In qualunque modo la Corte si atteggerà sulla questione postale dal TAR Lombardia -ossia pro o contro la costituzionalità della nuova normativa regionale- va però sottolineata la positività economico-produttiva della norma impugnata e delle sue finalità, quanto a queste ultime riconosciuta dalla stessa Ordinanza. Il fatto è che -lo dico in particolare per i cittadini non addetti ai lavori che potrebbero essere disorientati da questi pasticci giuridici- il recupero di un sito dismesso è più costoso di un intervento su terreno verde a causa di bonifiche e demolizioni da effettuare quasi sempre. Perché, quindi, un operatore come i nostri possa decidere di realizzarlo occorrono degli incentivi senza i quali i conti non tornerebbero, come ormai riconosce anche la miglior cultura urbanistica ed architettonica. ASPESI non rappresenta le proprietà -in genere famiglie private che sono nostre controparti-, ma gli investitori-operatori che devono decidere se realizzare o meno un recupero. E l’esperienza fatta con il nostro servizio dedicato MIRIAD ci ha detto che la prospettiva degli incentivi regionali non ha aumentato (a nostro danno) i prezzi delle aree in vendita, ma solo reso possibili alcuni interventi che senza le misure premiali della l.r. 18 sarebbero rimasti lì dove da tempo erano, senza nessuno interessato a fare l’operazione immobiliare. Per questo, in qualsiasi modo decida la Corte Costituzionale, se il Comune e soprattutto i milanesi vorranno il recupero dei circa 200 siti dismessi a Milano (un numero enorme se rapportato alla dimensione di 184 kmq della città, in pratica più di un “buco nero” ogni chilometro quadrato) occorrerà comunque che esistano delle premialità concrete e molto consistenti senza le quali non si avvierà sicuramente un processo virtuoso ed importante di rigenerazione urbana di Milano.

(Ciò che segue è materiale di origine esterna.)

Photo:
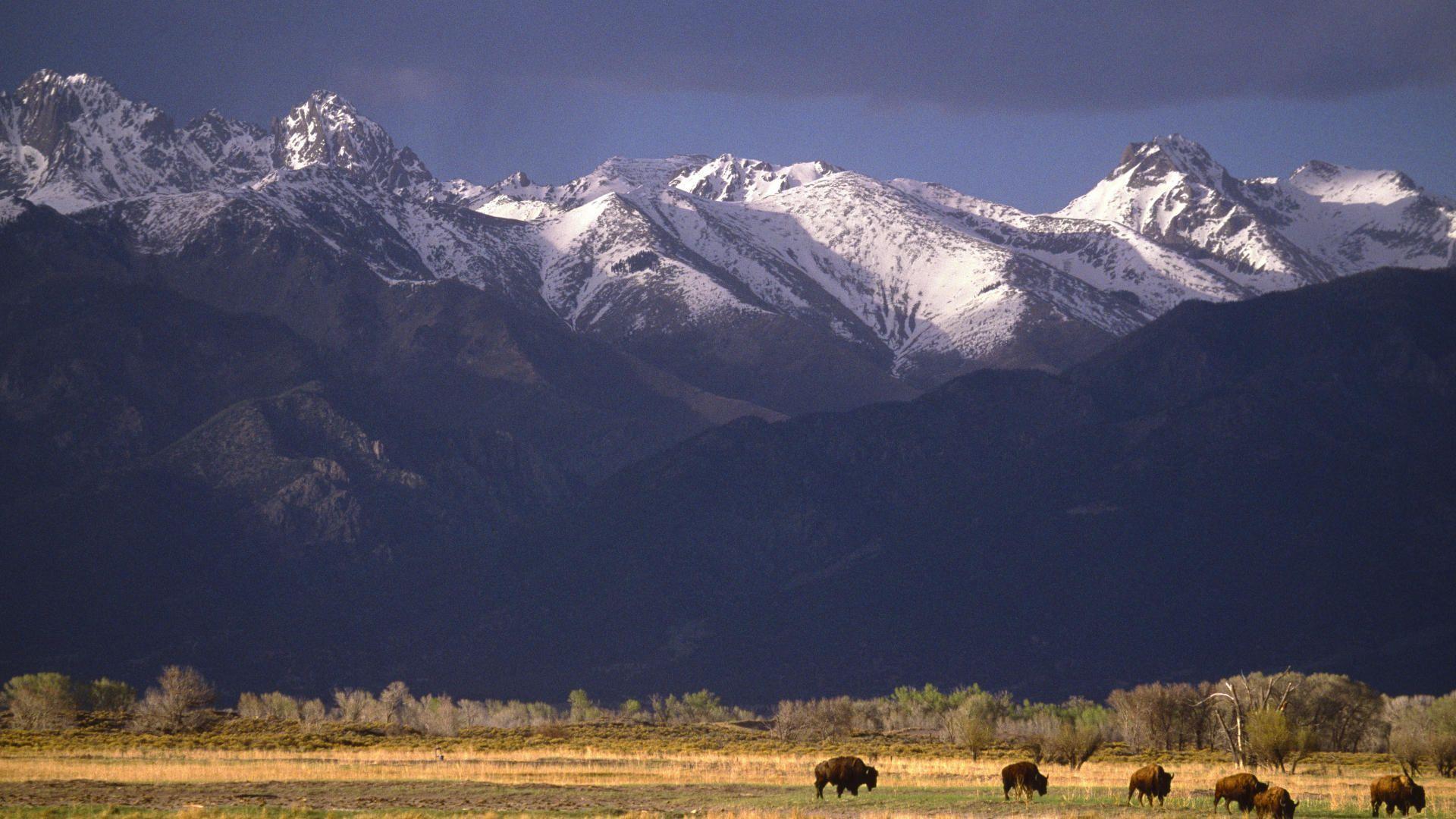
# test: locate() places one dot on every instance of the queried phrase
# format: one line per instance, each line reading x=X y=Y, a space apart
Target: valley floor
x=83 y=776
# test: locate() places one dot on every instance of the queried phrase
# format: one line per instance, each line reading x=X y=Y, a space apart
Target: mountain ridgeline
x=280 y=403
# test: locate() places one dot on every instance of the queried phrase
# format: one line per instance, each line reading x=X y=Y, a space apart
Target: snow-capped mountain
x=1321 y=222
x=327 y=130
x=73 y=140
x=724 y=267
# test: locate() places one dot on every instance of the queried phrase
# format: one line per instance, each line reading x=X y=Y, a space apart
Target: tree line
x=1270 y=720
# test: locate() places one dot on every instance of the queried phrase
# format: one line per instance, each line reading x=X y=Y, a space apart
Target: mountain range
x=303 y=397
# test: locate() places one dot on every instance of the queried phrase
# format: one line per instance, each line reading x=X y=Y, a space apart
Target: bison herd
x=1269 y=802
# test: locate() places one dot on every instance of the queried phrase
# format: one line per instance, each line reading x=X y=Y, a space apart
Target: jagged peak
x=53 y=77
x=86 y=91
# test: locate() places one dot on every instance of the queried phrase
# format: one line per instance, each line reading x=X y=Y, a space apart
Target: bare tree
x=1242 y=695
x=180 y=701
x=41 y=701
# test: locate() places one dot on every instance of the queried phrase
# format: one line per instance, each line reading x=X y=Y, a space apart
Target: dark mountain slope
x=1234 y=485
x=196 y=477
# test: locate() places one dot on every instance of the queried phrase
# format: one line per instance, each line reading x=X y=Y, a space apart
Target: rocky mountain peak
x=328 y=130
x=1152 y=162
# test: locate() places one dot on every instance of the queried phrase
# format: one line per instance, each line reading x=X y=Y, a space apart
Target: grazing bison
x=1238 y=789
x=845 y=773
x=1150 y=781
x=1274 y=803
x=1397 y=792
x=1025 y=779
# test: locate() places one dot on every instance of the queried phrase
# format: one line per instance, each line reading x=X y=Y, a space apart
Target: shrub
x=41 y=701
x=696 y=707
x=1276 y=742
x=275 y=706
x=109 y=695
x=821 y=719
x=1078 y=735
x=392 y=703
x=973 y=723
x=178 y=703
x=582 y=708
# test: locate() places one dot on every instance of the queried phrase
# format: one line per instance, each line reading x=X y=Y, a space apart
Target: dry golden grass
x=1340 y=787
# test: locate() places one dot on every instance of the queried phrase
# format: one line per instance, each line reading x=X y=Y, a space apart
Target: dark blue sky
x=1018 y=102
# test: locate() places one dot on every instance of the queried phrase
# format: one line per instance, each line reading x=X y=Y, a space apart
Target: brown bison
x=1397 y=792
x=1238 y=789
x=845 y=773
x=1150 y=781
x=1025 y=779
x=1274 y=803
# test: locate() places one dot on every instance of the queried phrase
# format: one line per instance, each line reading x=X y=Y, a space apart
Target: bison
x=1025 y=779
x=1274 y=803
x=1150 y=781
x=1397 y=792
x=845 y=773
x=1238 y=789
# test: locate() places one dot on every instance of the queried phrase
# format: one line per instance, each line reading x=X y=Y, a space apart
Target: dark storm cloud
x=1021 y=55
x=1002 y=55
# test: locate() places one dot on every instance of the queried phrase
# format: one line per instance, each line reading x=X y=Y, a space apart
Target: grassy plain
x=249 y=770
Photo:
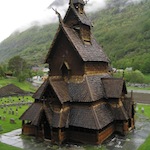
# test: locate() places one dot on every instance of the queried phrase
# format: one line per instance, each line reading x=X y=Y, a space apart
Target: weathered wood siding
x=29 y=130
x=95 y=67
x=103 y=135
x=82 y=137
x=64 y=52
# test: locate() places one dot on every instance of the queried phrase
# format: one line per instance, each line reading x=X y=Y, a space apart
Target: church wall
x=95 y=67
x=104 y=134
x=64 y=52
x=29 y=130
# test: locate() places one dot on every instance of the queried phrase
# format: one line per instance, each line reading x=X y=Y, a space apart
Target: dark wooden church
x=80 y=101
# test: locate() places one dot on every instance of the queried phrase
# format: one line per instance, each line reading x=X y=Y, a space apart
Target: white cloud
x=19 y=14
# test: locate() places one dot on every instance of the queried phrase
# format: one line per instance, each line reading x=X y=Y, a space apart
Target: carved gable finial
x=59 y=16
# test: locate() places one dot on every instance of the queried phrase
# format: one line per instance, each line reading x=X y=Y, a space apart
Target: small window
x=65 y=69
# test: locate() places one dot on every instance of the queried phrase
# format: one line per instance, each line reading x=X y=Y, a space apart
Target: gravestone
x=13 y=112
x=4 y=118
x=12 y=121
x=1 y=129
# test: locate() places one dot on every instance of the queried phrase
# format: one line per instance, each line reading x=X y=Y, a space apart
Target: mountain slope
x=123 y=31
x=31 y=44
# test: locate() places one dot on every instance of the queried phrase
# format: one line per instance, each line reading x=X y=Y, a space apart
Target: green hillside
x=31 y=44
x=123 y=31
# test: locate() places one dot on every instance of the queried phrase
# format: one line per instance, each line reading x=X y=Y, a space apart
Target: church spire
x=76 y=2
x=78 y=5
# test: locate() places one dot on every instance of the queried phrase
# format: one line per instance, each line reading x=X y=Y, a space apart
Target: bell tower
x=79 y=5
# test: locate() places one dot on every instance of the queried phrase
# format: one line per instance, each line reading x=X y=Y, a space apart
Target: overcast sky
x=20 y=14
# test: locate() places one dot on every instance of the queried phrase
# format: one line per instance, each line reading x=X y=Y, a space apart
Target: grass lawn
x=146 y=144
x=8 y=112
x=8 y=147
x=146 y=109
x=26 y=86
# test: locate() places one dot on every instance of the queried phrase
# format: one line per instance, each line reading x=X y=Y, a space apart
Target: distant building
x=80 y=101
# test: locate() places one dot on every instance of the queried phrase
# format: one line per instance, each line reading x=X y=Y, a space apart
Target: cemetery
x=10 y=110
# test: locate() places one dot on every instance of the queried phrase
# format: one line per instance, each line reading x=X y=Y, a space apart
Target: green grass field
x=8 y=147
x=26 y=86
x=146 y=144
x=146 y=110
x=12 y=112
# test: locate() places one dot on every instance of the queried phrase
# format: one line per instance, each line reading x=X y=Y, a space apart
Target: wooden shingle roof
x=60 y=88
x=91 y=89
x=40 y=92
x=10 y=90
x=33 y=113
x=91 y=52
x=80 y=17
x=88 y=52
x=113 y=87
x=98 y=116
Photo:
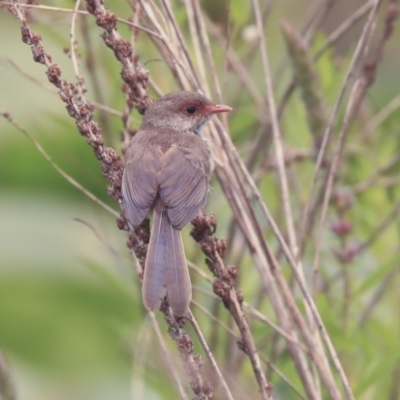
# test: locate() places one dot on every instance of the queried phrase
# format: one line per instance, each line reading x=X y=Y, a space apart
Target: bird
x=167 y=168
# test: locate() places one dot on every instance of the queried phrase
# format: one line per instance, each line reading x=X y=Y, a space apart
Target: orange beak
x=218 y=108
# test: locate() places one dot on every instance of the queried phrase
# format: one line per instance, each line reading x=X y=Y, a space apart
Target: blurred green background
x=71 y=321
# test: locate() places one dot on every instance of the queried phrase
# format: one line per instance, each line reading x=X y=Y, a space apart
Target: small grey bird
x=167 y=169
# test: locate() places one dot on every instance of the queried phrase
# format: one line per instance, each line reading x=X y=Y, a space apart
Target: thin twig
x=210 y=356
x=67 y=177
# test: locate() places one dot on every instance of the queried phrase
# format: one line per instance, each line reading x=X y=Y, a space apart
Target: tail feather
x=179 y=291
x=154 y=280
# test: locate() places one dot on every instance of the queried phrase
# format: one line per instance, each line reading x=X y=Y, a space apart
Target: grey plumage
x=167 y=168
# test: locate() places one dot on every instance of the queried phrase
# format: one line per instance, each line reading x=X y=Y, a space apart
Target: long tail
x=154 y=280
x=179 y=290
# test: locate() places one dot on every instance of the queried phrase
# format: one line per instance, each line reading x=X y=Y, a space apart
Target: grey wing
x=183 y=187
x=139 y=184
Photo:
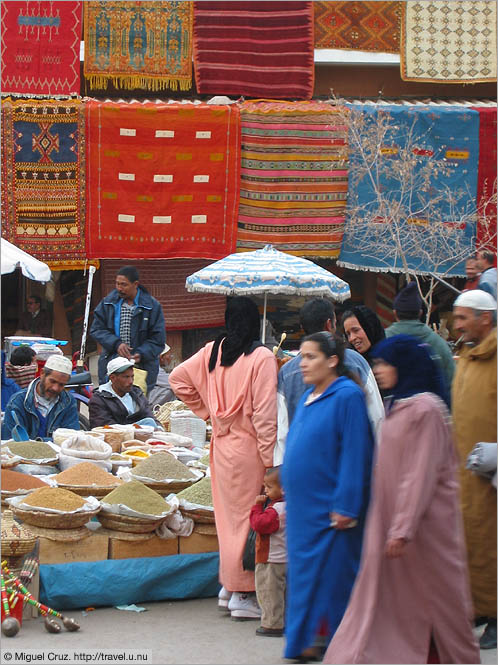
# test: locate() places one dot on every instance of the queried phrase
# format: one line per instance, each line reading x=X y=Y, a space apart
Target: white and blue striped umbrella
x=267 y=271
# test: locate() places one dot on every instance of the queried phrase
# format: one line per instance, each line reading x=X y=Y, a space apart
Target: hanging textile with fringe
x=43 y=178
x=138 y=44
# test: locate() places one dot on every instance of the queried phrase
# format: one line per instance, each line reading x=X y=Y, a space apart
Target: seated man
x=22 y=366
x=44 y=405
x=118 y=401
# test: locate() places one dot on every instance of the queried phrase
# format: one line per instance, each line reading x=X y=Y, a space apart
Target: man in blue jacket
x=44 y=405
x=129 y=323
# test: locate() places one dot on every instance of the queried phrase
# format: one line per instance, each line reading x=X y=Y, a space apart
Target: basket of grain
x=162 y=413
x=87 y=479
x=165 y=474
x=32 y=452
x=17 y=540
x=112 y=436
x=197 y=502
x=18 y=484
x=54 y=508
x=134 y=508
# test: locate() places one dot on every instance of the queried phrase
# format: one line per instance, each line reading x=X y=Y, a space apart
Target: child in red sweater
x=271 y=554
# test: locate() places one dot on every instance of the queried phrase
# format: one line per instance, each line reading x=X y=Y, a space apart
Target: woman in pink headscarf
x=233 y=381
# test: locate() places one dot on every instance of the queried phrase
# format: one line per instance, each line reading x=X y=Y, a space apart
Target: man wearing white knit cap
x=44 y=405
x=474 y=414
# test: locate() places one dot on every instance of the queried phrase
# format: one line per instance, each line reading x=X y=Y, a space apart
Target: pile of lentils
x=138 y=497
x=13 y=480
x=32 y=449
x=86 y=474
x=199 y=493
x=162 y=466
x=56 y=498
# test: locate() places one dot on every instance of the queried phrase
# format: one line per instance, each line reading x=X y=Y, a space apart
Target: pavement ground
x=174 y=632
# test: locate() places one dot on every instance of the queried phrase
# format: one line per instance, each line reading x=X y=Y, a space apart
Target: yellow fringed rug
x=138 y=44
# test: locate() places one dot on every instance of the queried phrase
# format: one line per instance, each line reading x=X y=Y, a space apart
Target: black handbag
x=249 y=555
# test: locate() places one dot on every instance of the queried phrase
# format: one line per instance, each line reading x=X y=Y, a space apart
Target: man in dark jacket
x=129 y=323
x=119 y=402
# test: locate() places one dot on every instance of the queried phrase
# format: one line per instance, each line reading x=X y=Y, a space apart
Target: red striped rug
x=256 y=49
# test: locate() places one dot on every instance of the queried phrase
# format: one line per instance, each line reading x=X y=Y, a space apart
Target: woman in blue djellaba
x=326 y=479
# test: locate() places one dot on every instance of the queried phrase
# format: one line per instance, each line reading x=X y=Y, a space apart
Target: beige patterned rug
x=449 y=42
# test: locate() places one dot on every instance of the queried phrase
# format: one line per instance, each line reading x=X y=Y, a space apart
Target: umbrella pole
x=81 y=359
x=263 y=336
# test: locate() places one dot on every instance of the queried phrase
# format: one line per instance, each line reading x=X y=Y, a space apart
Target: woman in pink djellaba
x=412 y=590
x=233 y=381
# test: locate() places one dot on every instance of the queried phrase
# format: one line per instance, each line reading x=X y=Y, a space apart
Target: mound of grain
x=162 y=466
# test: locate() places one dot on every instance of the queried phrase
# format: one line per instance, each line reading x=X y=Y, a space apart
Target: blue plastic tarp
x=123 y=581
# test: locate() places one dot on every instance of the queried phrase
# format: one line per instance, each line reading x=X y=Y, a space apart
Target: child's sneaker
x=244 y=606
x=223 y=599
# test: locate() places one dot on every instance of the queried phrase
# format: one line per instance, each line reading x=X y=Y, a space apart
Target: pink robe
x=397 y=603
x=241 y=401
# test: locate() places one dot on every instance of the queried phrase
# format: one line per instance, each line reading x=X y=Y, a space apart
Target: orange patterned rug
x=361 y=26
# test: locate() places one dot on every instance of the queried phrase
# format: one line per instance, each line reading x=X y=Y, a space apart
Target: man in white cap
x=474 y=414
x=119 y=402
x=162 y=391
x=44 y=405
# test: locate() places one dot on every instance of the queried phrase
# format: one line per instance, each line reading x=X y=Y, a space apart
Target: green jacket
x=441 y=351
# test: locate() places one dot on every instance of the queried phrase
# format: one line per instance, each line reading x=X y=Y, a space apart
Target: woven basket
x=89 y=490
x=205 y=529
x=115 y=522
x=54 y=520
x=17 y=540
x=199 y=515
x=162 y=413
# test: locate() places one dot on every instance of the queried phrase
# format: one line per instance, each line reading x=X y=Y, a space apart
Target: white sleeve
x=282 y=429
x=375 y=406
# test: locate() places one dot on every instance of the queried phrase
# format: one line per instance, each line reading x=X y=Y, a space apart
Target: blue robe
x=327 y=468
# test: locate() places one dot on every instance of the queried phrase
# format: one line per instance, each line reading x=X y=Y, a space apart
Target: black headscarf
x=417 y=371
x=242 y=324
x=370 y=323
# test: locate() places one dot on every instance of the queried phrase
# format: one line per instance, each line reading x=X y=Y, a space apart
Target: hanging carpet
x=138 y=44
x=41 y=47
x=257 y=49
x=448 y=42
x=162 y=179
x=411 y=198
x=360 y=26
x=43 y=178
x=294 y=178
x=486 y=179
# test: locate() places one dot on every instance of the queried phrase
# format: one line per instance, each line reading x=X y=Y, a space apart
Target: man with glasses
x=36 y=321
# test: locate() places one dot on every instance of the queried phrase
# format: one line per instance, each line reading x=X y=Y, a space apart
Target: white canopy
x=13 y=257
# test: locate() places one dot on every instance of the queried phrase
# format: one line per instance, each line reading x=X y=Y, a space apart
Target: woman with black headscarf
x=233 y=381
x=413 y=586
x=363 y=329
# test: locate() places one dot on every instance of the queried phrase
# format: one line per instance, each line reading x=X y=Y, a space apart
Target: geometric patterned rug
x=361 y=26
x=449 y=42
x=43 y=178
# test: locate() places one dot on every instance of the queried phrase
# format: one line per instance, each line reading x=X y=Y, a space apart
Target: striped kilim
x=363 y=26
x=449 y=42
x=294 y=178
x=256 y=49
x=43 y=178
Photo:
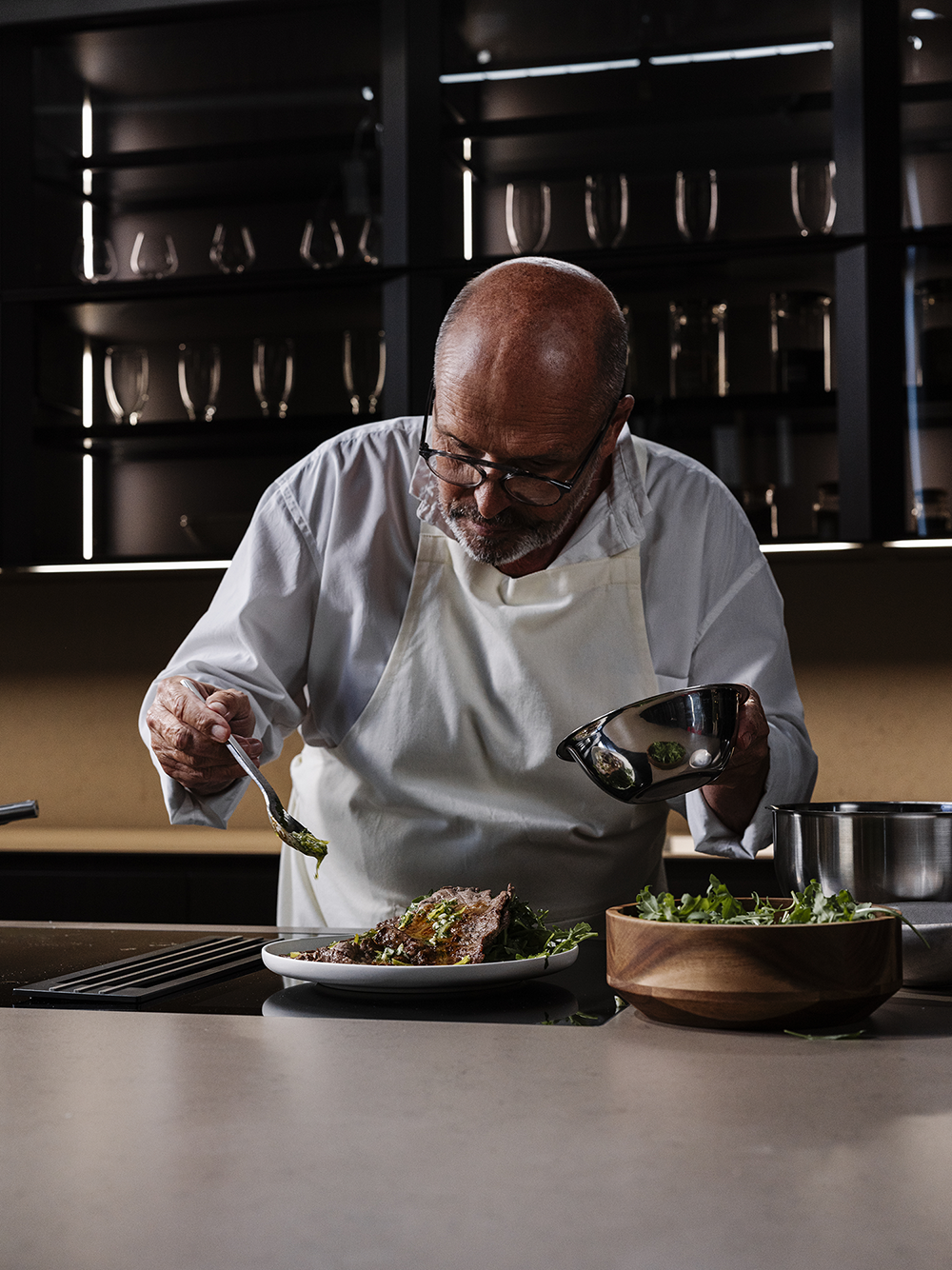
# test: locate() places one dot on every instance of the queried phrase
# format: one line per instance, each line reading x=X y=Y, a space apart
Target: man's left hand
x=734 y=795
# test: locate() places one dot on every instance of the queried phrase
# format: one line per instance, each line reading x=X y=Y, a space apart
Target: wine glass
x=322 y=243
x=696 y=205
x=607 y=208
x=273 y=373
x=365 y=365
x=94 y=259
x=368 y=243
x=126 y=372
x=528 y=215
x=200 y=379
x=811 y=196
x=232 y=248
x=154 y=255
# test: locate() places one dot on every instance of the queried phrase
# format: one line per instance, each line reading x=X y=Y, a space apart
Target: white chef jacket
x=307 y=613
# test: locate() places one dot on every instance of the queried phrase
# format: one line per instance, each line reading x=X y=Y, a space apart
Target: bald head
x=532 y=327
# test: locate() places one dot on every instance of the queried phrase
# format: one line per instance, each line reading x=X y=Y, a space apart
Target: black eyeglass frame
x=564 y=486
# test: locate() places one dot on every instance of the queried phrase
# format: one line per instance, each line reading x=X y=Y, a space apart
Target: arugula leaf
x=527 y=935
x=719 y=907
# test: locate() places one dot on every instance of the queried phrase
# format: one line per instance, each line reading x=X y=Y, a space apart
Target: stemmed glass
x=607 y=208
x=232 y=248
x=368 y=243
x=528 y=216
x=200 y=379
x=273 y=373
x=811 y=196
x=322 y=243
x=154 y=255
x=126 y=375
x=365 y=364
x=696 y=205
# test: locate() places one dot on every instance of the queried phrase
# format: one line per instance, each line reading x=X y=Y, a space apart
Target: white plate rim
x=407 y=978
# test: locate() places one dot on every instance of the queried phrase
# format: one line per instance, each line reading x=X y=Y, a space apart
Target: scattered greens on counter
x=720 y=908
x=861 y=1035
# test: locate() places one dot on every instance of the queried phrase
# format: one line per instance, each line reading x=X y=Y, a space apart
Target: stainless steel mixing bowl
x=927 y=965
x=879 y=851
x=661 y=747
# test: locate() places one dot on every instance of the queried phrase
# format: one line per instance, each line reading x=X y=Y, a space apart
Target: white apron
x=451 y=778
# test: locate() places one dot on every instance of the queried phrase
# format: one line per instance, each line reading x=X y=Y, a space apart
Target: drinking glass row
x=802 y=345
x=528 y=206
x=198 y=365
x=232 y=249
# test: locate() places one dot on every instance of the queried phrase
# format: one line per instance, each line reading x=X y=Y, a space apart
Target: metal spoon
x=288 y=828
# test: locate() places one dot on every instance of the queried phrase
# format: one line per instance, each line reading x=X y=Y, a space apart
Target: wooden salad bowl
x=754 y=977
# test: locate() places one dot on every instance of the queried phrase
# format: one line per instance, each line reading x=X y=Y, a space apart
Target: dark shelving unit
x=246 y=113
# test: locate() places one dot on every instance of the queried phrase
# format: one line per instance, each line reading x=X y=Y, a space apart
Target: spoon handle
x=239 y=755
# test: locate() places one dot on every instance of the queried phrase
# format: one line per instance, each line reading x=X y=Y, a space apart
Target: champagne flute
x=126 y=373
x=528 y=216
x=607 y=208
x=811 y=196
x=154 y=255
x=273 y=373
x=232 y=248
x=200 y=379
x=365 y=364
x=696 y=205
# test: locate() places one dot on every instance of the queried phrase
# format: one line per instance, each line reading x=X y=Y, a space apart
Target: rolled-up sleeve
x=255 y=638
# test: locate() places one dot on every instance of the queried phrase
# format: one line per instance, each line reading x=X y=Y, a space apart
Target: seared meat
x=455 y=923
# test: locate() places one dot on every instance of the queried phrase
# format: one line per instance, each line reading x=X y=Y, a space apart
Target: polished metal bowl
x=878 y=851
x=927 y=964
x=661 y=747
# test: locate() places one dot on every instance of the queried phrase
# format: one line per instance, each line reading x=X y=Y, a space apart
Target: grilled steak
x=455 y=923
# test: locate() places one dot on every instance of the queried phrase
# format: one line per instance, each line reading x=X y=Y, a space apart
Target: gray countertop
x=168 y=1141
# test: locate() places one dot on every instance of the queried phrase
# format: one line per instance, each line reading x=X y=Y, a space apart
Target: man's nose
x=491 y=498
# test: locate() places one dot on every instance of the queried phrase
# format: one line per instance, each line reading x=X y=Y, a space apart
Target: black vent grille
x=139 y=980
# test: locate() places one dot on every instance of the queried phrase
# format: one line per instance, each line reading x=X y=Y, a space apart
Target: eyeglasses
x=520 y=486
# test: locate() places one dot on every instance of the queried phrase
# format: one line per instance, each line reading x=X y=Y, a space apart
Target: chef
x=436 y=602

Un’ultima considerazione. Noi abbiamo sempre pensato che il recupero significhi minor consumo di suolo. L’Ordinanza del TAR su questo punto -per la verità più politico-economico che giuridico- prospetta sorprendentemente una posizione opposta. Per dare un senso a una tesi che apparentemente non ce l’ha, si può solo pensare che il TAR ritenga che i siti dismessi dovrebbero essere recuperati solo in parte per diminuire le superfici costruite nel territorio comunale, ad esempio, di Milano. Mentre noi e i nostri architetti pensiamo che -posto il bisogno crescente di contenitori indotto dallo sviluppo economica e demografico di Milano- risparmio di suolo significhi non costruire su greenfield (terreno vergine), ma su brownfield (aree già antropizzate). Queste due visioni sono assolutamente opposte e inconciliabili tra loro e ci permettiamo di pensare che la decisione su quale delle due debba prevalere in una determinata città in un particolare momento storico non sia compito della Giustizia, bensì della Politica, ossia della Democrazia. E perché i cittadini possano decidere consapevolmente, tramite i loro rappresentanti, devono sapere che nel caso Milano adottasse, legittimamente, la prima strada -quella del non costruire, giustamente, sul greenfield ma nemmeno recuperare integralmente le aree dismesse- si fermebbero contemporaneamente sviluppo economico e disponibilità di nuove abitazioni. Quindi la crescita urbana del principale motore della Nazione”.